Primary purpose: beginner sailor looking to learn and also take family out (3 little kids) for short(er) daysailing rides and chance to camp. We'd be sailing on Lake Sakakawea in North Dakota. Assuming most of you haven't been to ND but its a bigger lake than you'd guess. Thanks for any info and replies-loving reading posts on SailNet as I'm gathering information trying to be an informed beginner.

Thanks


----------



## jimgo (Sep 12, 2011)

All things being equal, I'd lean toward the '89. Newer systems, more modern design. Yeah, it's a tad smaller, but not by much. I also think that, for your purposes, the floor plan for the cabin is going to be better for the daysailing. You should have enough room to get everyone around that table, which will be nice. I'm not sure you'll have the same luck on the 25. I think you're going to have a hard time getting 2 adults and 3 kids into either of those boats for an overnight, unless you enclose the cockpit and have some sleep out there (that's what my parents did on their 27' powerboat when I was a kid - I slept on deck in a sleeping bag, but it was fully enclosed). Be sure to test the cockpits on both boats with the full family out there. Make sure everyone can sit comfortably and not get hit by the tiller. Also, be sure you, or your crew, can readily reach the lines you'll need while underway.


----------



## CalebD (Jan 11, 2008)

I don't know the O'Day 240 first hand but there are a few O 25 swing keel models at our club. It is quite spacious inside the cabin and sails pretty well.
Wing keel sailboats scare me a bit as they can be very difficult to get off of a grounding whereas the center board models have no problem getting off quickly.


----------



## jpallen01 (Jul 23, 2013)

I owned an ODAY 240 for a few years and I can tell you it is a great boat for doing exactly what you are looking to do. Any 25' boat will be tight down below for 5 people. But the 240 has a great floor plan with an enclosed head which may be the largest selling point. The standard roller furling for the genoa will make sail handling easier. It is a breeze to raise and lower sails. As long as your kids are little - say under 10 it shouldn't be to cramped in there. And the newer boat will give you a much nicer below deck experience. The interior on my boat only had some minor soiling on the carpeted headliner which can be easily cleaned with a carpet cleaner and a little effort. It can be made to look like a much newer boat. good luck with either boat.


----------



## Minnesail (Feb 19, 2013)

Enjoy! I have great memories of camping on Lake Sakakawea as a kid. I imagine it would be great for sailing. A couple hundred miles long, ten miles wide, windy, and you'll have it almost all to yourself.
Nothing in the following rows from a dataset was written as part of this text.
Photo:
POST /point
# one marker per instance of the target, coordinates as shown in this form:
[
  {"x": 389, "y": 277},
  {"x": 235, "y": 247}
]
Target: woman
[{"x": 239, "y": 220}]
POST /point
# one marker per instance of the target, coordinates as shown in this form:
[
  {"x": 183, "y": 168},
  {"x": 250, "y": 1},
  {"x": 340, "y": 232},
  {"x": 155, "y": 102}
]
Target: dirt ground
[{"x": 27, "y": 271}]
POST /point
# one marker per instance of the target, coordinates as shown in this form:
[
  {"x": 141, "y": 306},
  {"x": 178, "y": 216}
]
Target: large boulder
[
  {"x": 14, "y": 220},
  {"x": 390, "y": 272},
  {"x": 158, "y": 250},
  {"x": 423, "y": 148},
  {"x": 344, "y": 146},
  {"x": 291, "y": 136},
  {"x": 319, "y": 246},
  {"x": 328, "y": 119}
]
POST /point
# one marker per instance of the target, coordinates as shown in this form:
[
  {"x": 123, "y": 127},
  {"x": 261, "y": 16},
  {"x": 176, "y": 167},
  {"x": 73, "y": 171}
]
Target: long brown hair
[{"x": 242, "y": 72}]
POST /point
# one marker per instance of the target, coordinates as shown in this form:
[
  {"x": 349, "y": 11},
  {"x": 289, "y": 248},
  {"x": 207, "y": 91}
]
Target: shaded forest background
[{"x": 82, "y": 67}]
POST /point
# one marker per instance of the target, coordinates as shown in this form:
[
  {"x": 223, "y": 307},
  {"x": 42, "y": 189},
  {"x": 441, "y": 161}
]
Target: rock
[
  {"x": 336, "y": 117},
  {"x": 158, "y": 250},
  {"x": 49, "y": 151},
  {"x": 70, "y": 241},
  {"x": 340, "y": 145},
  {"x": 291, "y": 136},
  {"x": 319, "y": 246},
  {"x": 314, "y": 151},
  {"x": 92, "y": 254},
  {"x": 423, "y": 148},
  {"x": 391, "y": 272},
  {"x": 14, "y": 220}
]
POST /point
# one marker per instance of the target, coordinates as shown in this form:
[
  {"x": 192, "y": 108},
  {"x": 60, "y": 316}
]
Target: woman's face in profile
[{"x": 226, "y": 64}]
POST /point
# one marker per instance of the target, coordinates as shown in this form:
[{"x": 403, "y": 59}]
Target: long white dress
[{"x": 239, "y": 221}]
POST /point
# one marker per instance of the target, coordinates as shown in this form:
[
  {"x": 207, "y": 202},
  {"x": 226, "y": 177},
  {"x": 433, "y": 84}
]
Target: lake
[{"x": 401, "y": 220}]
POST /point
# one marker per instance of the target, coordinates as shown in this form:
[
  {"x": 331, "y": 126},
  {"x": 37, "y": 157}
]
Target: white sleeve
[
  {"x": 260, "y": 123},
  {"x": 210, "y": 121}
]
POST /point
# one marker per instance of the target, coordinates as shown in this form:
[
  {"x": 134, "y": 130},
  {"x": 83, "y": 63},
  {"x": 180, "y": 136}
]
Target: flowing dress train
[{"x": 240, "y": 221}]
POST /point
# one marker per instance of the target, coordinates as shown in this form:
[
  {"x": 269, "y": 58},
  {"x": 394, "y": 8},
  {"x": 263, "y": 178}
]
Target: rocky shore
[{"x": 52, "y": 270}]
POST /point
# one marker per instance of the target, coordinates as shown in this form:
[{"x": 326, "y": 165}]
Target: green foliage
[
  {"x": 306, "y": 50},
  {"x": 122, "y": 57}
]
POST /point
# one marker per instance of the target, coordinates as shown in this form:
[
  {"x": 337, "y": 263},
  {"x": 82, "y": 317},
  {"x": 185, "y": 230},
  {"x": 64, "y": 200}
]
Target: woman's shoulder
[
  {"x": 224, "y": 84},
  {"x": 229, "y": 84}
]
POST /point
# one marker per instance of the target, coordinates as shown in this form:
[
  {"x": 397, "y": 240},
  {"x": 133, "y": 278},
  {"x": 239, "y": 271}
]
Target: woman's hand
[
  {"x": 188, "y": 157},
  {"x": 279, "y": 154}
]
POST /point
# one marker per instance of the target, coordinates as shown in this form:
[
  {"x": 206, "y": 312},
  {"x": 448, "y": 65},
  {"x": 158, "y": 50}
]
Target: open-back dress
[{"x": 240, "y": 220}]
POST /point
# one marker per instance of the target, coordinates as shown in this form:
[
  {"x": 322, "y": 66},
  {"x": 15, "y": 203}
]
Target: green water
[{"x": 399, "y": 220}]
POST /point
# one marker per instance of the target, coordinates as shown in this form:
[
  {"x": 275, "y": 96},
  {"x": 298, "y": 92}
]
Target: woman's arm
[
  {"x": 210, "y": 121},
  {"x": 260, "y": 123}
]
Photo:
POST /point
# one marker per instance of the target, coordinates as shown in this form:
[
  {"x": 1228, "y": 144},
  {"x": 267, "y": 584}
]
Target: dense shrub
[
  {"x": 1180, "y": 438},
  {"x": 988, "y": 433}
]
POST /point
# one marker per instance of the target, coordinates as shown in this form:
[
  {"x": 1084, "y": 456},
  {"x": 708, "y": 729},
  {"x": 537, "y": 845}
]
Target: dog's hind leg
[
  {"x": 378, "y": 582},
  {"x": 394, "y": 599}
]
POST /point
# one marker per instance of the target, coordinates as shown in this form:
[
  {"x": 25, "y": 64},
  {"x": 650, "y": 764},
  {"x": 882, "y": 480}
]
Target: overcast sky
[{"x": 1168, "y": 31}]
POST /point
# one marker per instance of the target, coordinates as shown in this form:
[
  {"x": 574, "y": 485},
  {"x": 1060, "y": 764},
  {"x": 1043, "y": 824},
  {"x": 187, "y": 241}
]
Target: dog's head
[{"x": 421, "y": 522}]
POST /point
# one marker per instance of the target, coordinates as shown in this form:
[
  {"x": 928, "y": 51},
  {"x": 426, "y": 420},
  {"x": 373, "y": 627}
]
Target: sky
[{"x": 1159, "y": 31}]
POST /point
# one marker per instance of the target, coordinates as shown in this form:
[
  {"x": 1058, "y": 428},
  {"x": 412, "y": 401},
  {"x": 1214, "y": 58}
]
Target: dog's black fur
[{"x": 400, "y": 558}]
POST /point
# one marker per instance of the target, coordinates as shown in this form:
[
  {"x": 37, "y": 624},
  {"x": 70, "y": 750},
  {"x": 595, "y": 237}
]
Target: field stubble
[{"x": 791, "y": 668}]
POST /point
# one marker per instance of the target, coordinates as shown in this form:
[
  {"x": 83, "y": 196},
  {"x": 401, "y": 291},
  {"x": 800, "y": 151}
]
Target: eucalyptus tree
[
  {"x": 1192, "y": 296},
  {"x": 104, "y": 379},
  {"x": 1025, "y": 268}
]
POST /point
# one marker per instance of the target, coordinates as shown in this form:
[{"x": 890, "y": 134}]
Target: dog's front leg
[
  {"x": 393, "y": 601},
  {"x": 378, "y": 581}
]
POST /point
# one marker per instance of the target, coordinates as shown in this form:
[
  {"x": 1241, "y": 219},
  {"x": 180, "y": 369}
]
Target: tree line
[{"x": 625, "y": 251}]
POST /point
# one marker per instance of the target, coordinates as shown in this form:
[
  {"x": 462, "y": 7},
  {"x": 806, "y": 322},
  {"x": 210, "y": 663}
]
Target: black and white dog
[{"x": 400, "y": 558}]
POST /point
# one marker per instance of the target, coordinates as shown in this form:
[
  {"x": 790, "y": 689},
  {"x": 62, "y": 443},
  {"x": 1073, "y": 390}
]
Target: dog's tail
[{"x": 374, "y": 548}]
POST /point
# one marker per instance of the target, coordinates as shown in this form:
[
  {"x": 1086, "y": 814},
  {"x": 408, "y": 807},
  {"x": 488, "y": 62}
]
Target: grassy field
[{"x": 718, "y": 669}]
One word of warning, the lake can have quite a strong seiche effect where the water level is higher on the downwind side of the lake and lower on the upwind side. I remember having to move the tent one night when the wind shifted and the water level came up by over a foot and started flooding our campsite.

What this means to sailors is that on the other side of the lake the water probably dropped a foot, so if you had anchored in shallow water you might now be aground.

Anyway, get a boat and come back here to post stories! I would love to hear some adventures sailing on Lake Sakakawea.

(Also, I dig the 701 in your handle)


----------



## Ward H (Jun 23, 2012)

Taking a look at sailboatdata.com the draft of the 240 is just a couple more inches than the 25. OAL is a couple inches more on the 25. The cabin top shape is different. The cabin layout is probably what you need to decide on.
One thing I noticed on the photo of the 240 is a lack of life lines around the boat. The photo shows bow pulpit and stern hoops. The photo of the 25 shows bow pulpit with life lines and stanchions. The lines appear to end at the cockpit.
I know the 1980 25 has full lifelines and bow/stern pulpits. You might want to consider full life lines if your kids will be wanting to walk the deck.


----------